WanaByte avatar Oct 05 '11 15:10 WanaByte

yeah the oAuth JS library I'm using is terrible, but its the only one out there, its actually used in production by some big systems ... but its not that great, missing a lot of the most recent oAuth revisions, and does what you see there, includes the request parameters in the signed header ...

I have to write my own library, hopefully incorporating the most recent oAuth 1.0a revisions and oAuth 2.0 ... seems like a task for the weekend ...

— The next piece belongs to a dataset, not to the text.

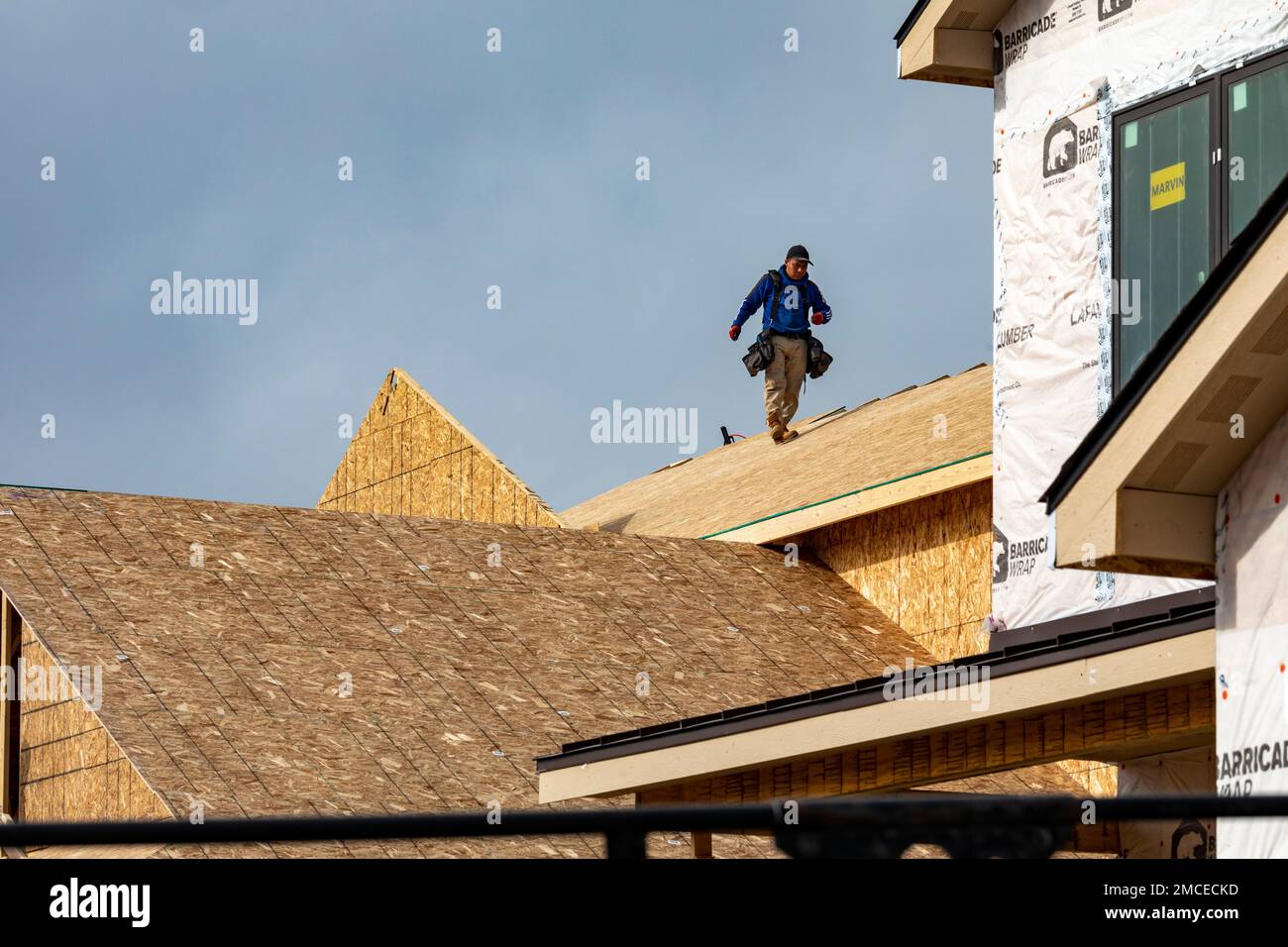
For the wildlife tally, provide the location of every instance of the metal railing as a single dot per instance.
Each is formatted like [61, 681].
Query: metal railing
[995, 826]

is this, breaking your server in any way?

ahmadnassri avatar Oct 06 '11 05:10 ahmadnassri

btw, its not just the limit parameter, its all request parameters that end up in the header, correct?

ahmadnassri avatar Oct 06 '11 05:10 ahmadnassri

Correct, it looks like it's all parameters if they into the request parameters section. I haven't tried the raw body.

Our OAuth implementation throws away any values it doesn't like, so it's not breaking anything on my end.

I'm wondering if it's ending up in the OAuth string, since some part of OAuth requires you to sort the parameters and take a hash of them for calculating the signature or nonce. Not sure about this 100% though.

WanaByte avatar Oct 06 '11 14:10 WanaByte

Well, the way I understand it, oAuth does require the parameters to create the signature string, but i think it was in a previous version of the spec that those parameters are also to be passed in the header, I think that's gone in 1.0a but the javascript library I'm using doesn't seem to know that...

Like I said, I'm gonna have to write up a JavaScript oAuth library myself.